ザ・バンドのメンバーの中では昔からリック・ダンコが好きでした。ベース・プレイはもちろん、リチャード・マニュエルとレヴォン・ヘルムのちょうど中間に位置するような味わいのあるヴォーカルにも惹かれていたのです。ビートニクスがカヴァーした「ステージ・フライト」やザ・バンド後期の代表作『南十字星』に収録されている「同じことさ!」はリックがリード・ヴォーカルをとっている曲ですが、どちらも数多いザ・バンドの名曲の中でも私にとって忘れがたい印象を残しています。特に「同じことさ!」は絶唱と呼ぶにふさわしい出来栄えといってもいいのではないでしょうか。
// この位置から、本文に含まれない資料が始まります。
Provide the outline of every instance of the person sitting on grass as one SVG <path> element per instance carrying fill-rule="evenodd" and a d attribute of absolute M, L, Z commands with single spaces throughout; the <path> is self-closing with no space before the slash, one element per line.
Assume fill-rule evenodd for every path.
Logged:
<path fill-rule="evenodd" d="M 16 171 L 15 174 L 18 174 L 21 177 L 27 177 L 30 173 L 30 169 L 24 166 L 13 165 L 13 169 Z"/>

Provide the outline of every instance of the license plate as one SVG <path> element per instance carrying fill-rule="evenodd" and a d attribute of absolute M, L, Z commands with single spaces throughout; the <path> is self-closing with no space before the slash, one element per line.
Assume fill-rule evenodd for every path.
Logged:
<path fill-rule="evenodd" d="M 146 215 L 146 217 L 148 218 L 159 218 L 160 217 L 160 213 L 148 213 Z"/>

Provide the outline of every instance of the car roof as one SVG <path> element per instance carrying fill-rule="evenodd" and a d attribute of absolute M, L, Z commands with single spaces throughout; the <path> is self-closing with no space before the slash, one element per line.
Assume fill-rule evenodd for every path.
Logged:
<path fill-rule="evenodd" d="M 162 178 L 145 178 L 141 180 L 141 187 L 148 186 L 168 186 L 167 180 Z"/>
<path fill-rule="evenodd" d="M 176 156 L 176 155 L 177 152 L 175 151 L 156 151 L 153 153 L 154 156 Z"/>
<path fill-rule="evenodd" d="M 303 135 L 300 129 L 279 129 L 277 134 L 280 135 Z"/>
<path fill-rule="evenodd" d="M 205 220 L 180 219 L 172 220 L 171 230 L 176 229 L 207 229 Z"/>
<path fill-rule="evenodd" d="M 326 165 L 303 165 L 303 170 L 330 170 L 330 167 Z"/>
そんなリックの声がたっぷりと味わえるこのアルバムは77年発表。ソロ第1作となる作品です。多彩なゲストが参加しており、リード・ギターだけでもロン・ウッド、ブロンディ・チャップリンエリック・クラプトン、ダグ・サーム、ロビー・ロバートソン、マイケル・デ・テンプル、ジム・アトキンソンといった顔ぶれがそろっています。他にもザ・バンド仲間のレヴォン・ヘルム、ガース・ハドソンに加え、ホーン・セクションも導入。これだけのメンバーをそろえながらもサウンドは決して派手なものではなく、泥くささとポップさが程よくブレンドされたものになっているのがこのアルバムの一番の魅力。リックも楽しそうに伸びやかに歌っています。曲も粒揃いでロビー・ロバートソンの、いかにも「らしい」ギターが聴ける「ジャワ・ブルース」やボビー・チャールズの名曲「スモール・タウン・トーク」などが特に聴きものといえるでしょう。